Croatia became part of the Roman Empire in the first Century BC. In 379, it became part of the Eastern Roman Empire. In the sixth century the Croats, who are believed to be a purely Slavic people, migrated from Ukraine and settled in present-day Croatia. In 822, the first state of Croatia was founded. In 1102 Hungary conquered Croatia and a personal union with Hungary was established. In 1526, the Ottoman Empire conquered the area. In 1868 Croatia gained domestic autonomy under Hungarian authority as the Ottoman Empire began to collapse.
After the collapse of Austria-Hungary, Croatia joined Serbia and Slovenia into the State of Slovenes, Croats and Serbs. In 1929, the country was renamed, The Kingdom of Yugoslavia. As a result of the German occupation of Yugoslavia, Croatia was created as an 'independent' state, a German puppet state and named the Independent State of Croatia. It was re-incorporated after the war into Yugoslavia. In 1945, Yugoslavia became a communist dictatorship, led by Joseph Tito. The communists reorganized Yugoslavia in 1963 into a federation of republics. When Tito died in 1980 he was succeeded by a collective presidency.

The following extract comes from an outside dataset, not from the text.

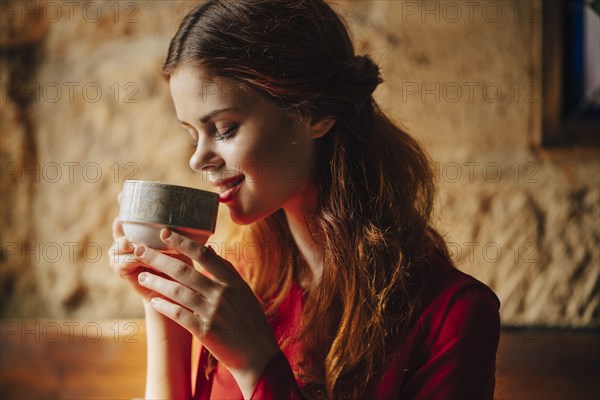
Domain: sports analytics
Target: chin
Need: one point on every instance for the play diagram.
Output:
(240, 218)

In 1989 riding a wave of nationalist sentiment, Serbian president Slobodan Milosevic took power. In 1991, after a referendum, Croatia became independent. Conflict between Serbs and Croats in Croatia escalated and one month after Croatia declared independence, civil war erupted. In 1993 Croatia regained one-third of the territory lost the previous year. By 1995 all Croatian territory was taken back and the war ended with an independent Croatia.